Homélie pour la solennité de l'Annonciation à Nazareth

25 mars 2017
Annonciation du Seigneur

Chers frères et sœurs,

Que le Seigneur vous donne la paix !

Cette année encore, pendant notre chemin de Carême, nous nous arrêtons un instant pour contempler Marie, la Mère de Jésus. Ces dernières semaines, en effet, nous avons rencontré Jésus qui après avoir reçu le baptême des mains de Jean le Baptiste se laisse tenter et surmonte les tentations du désert, puis nous sommes allés non loin d’ici, sur le mont Thabor, où nous l’avons contemplé transfiguré et présenté par Dieu le Père comme le fils bien-aimé. Bientôt, nous allons le voir sur un autre mont, le Calvaire, où l’enfant bien-aimé sera livré par amour pour nous.

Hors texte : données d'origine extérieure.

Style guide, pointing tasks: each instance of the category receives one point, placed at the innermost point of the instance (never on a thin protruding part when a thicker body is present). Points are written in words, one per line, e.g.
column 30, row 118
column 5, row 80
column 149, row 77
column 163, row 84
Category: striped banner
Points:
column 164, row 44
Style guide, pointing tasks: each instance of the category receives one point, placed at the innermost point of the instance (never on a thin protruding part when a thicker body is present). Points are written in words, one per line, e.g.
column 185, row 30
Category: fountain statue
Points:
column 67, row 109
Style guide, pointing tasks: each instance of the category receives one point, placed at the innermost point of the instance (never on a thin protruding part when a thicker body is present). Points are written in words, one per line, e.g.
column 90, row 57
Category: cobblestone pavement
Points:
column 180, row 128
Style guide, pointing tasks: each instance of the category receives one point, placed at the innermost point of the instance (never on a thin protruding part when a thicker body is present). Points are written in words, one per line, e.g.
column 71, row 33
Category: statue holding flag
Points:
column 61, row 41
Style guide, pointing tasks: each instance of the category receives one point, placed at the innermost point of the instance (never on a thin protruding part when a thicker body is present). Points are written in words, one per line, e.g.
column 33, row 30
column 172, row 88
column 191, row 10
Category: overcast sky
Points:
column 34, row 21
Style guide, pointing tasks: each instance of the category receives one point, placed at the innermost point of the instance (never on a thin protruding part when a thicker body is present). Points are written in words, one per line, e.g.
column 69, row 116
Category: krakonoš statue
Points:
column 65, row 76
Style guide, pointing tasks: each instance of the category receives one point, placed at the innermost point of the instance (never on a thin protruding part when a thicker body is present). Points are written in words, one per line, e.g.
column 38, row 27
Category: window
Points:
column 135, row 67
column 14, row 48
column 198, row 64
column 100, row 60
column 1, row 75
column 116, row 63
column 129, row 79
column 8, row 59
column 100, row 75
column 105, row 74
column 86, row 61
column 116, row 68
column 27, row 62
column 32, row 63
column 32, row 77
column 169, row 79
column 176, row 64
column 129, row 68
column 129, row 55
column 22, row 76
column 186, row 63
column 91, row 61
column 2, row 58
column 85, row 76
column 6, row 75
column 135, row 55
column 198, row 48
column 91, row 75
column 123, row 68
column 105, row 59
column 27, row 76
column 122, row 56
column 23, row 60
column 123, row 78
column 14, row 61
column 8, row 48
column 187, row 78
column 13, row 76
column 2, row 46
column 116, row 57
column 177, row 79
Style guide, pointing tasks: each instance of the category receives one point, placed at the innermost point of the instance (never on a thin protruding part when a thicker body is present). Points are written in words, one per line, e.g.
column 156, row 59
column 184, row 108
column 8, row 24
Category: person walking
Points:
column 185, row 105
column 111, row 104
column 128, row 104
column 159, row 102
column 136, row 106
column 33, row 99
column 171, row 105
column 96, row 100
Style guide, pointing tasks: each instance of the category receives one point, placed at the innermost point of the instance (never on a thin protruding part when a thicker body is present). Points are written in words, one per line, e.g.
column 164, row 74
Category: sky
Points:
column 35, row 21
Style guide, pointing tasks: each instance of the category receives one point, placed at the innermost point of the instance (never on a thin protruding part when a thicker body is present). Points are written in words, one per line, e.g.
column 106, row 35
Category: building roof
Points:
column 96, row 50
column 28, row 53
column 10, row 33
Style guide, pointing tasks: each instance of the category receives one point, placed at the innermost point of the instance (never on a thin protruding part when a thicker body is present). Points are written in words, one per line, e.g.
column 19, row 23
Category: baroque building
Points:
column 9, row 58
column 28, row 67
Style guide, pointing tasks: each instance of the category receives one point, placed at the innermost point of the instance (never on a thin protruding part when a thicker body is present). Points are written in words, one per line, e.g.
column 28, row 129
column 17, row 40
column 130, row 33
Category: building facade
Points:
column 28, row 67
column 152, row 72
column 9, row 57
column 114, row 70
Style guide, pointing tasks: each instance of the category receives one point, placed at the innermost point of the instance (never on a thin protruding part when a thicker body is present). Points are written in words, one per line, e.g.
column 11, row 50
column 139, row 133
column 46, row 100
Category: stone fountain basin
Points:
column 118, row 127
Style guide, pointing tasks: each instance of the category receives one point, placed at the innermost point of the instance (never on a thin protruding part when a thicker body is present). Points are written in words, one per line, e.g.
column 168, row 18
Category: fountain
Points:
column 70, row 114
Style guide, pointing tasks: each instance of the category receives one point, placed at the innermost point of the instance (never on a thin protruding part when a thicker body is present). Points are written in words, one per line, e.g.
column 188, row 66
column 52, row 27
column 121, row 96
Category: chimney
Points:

Mais nous ne pouvons pas contempler le Fils, nous ne pouvons pas suivre les traces du Fils, sans rencontrer la Mère. Nous devons nous arrêter pour regarder la Mère, qui comme dans toutes les familles, nous montre le chemin pour rencontrer le Fils. C’est elle, Marie de Nazareth qui ici précisément à Nazareth nous a donné Jésus et ce sera elle, sur le Calvaire, qui sera là pour devenir aussi notre mère. Seules les mères, en réalité, savent comment se tenir à côté de la croix et seules les mères savent dire « oui » à la vie par un amour fécond.

Dans l’Evangile d’aujourd’hui Marie de Nazareth nous montre le chemin qui permet de connaître Jésus : savoir dire « oui » à la volonté de Dieu, et à ses projets, qui nous dépassent toujours.

Pour essayer d’entrer dans le mystère que nous célébrons aujourd’hui, celui de l’Annonciation du Seigneur, nous pouvons nous arrêter un instant et réfléchir à la façon dont habituellement nous vivons notre expérience de foi.

Nous voulons généralement prendre en main notre vie et essayons d’être de bons chrétiens et vivre selon la volonté du Seigneur. En tant que bons chrétiens, quand de petits et grands choix se présentent, d’abord nous prions, puis parfois nous allons chercher dans la Parole de Dieu, nous essayons de comprendre quelle est la volonté du Seigneur, nous demandons l’aide de quelque personne sage, nous décidons, et enfin nous nous efforçons d’être fidèle et cohérent avec notre foi. En somme, nous faisons beaucoup de choses, plus ou moins bonnes, puis nous demandons au Seigneur, en quelque sorte, de nous donner son consentement.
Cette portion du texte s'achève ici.